The Layer 7 DDoS attack compromised Microsoft services like Outlook, Azure, and OneDrive. A “Layer 7” attack is a type of DDoS that targets the internet protocol suite’s application layer and overloads a service with a large number of requests, leading to service interruptions or outages. Anonymous Sudan is the common name for the Storm-1359 hacker organization.
The DDoS attack began in June, with the Outlook.com web portal being targeted on June 7, followed by OneDrive and the Microsoft Azure Portal on June 8 and 9, respectively. Following the attacks, Microsoft initiated an internal investigation that suggests the threat actor used multiple virtual private servers, open proxies, rented cloud infrastructure, and DDoS tools to carry out the attacks. Microsoft’s investigation revealed that the attacks were carried out for disruption and publicity reasons.
The attacks are described as somewhat unusual behind the scenes. They targeted Layer 7, the application layer of the internet protocol suite. Storm-1359’s strategy enabled it to overwhelm Microsoft’s services with high requests, resulting in degraded service or even total denial of service. A Layer 7 attack is distinct from the more common Layer 3 and Layer 4 attacks, which Microsoft can readily defend against with services like Azure Web Application Firewall.
The group’s DDoS attack methods included HTTP(S) cache bypass, flood attacks, and Slowloris, all designed to exhaust a web service’s available connections, prohibiting it from processing new requests.
Microsoft emphasized to customers that there is no evidence that customer data was compromised or accessed during these attacks.
Anonymous Sudan, also known as Storm-1359, was discovered for the first time in January. DDoS attacks and data breaches have been launched against organizations and government agencies worldwide. In recent months, the group has demanded ransom payments from large organizations, threatening to continue attacks until the ransom is paid.

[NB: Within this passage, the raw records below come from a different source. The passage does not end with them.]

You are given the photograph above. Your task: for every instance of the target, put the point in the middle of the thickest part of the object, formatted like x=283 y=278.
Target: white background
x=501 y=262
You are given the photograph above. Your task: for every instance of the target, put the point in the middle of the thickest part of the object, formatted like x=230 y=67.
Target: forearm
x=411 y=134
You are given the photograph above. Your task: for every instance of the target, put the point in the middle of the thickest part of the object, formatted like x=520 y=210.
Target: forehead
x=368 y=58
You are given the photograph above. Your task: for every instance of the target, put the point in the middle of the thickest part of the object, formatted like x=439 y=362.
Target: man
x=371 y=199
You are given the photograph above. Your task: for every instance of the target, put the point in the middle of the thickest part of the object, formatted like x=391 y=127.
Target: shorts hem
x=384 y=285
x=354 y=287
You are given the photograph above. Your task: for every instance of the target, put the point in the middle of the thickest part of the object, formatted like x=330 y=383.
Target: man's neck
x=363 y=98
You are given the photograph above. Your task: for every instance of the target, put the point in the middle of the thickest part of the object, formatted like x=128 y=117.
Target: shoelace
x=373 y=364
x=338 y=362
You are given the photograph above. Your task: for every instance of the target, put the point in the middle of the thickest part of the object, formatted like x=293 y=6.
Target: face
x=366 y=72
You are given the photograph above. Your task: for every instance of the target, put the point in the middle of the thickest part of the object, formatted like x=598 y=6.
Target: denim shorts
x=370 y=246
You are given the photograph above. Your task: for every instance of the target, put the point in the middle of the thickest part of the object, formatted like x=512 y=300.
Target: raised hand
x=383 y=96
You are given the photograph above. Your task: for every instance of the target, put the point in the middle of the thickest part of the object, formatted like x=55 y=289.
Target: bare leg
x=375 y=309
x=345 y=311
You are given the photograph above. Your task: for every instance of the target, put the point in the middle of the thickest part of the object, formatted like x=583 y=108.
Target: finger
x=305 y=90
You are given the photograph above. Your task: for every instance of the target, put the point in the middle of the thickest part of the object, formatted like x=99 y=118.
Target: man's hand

Microsoft recommends that customers review their Layer 7 security measures to prevent future intrusions, especially if they employ Azure Web Application Firewall. These users should take several precautions, including employing the bot protection managed rule set to protect against known harmful bots, managing traffic based on geographic region, blocking IP addresses and ranges identified as malicious, and creating custom WAF rules to restrict attacks with known signatures.